Lincoln is gorgeous. Fuck my life. I stare at the man unloading his bags from the trunk of a cab onto the sidewalk, my face frozen in a mask of dismay. Thick, dark hair shifts in the breeze and hangs over his forehead; keen gray eyes flick to me then away as he goes to pay the cab driver.

A black t-shirt hugs his strong chest and toned shoulders, the dye faded from wear and multiple washes. Vivid tattoos spill out from his sleeves, wrapping around his muscled arms, and reach all the way down to his wrists.

A camera bag is slung around his neck, and his worn jeans hug his ass. His brown leather boots are those no-nonsense type, the sort that could grind me under his heel.

The cab pulls away, and Lincoln turns to face me. Oh, boy.
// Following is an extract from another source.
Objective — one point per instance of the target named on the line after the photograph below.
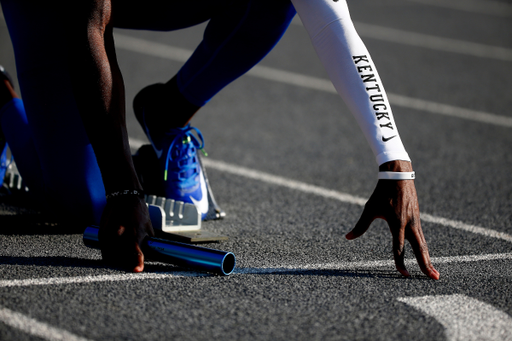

Here we go.

I clear my throat and make sure my tongue is in my mouth.

“Hi.” I know from our brief text exchange that Lincoln just got back from a work trip to the Sahara, but from my hoarse voice, I sound like the one with the terrible thirst. I raise a hand, my fingertips still puckered from three hours in rubber gloves. Gross. “I’m Jenny.”

“Good to meet you, Jenny.”

Yikes, his voice is deep. There’s a roughness to it, too, like the growl of a motor engine, but Lincoln’s mouth quirks up as he shoulders his bags and scoops a large box off the sidewalk. He walks closer, holding it up like he’s presenting an offering, gray eyes sparkling with humor.

Even when he’s smiling, his eyebrows are pinched in a slight frown.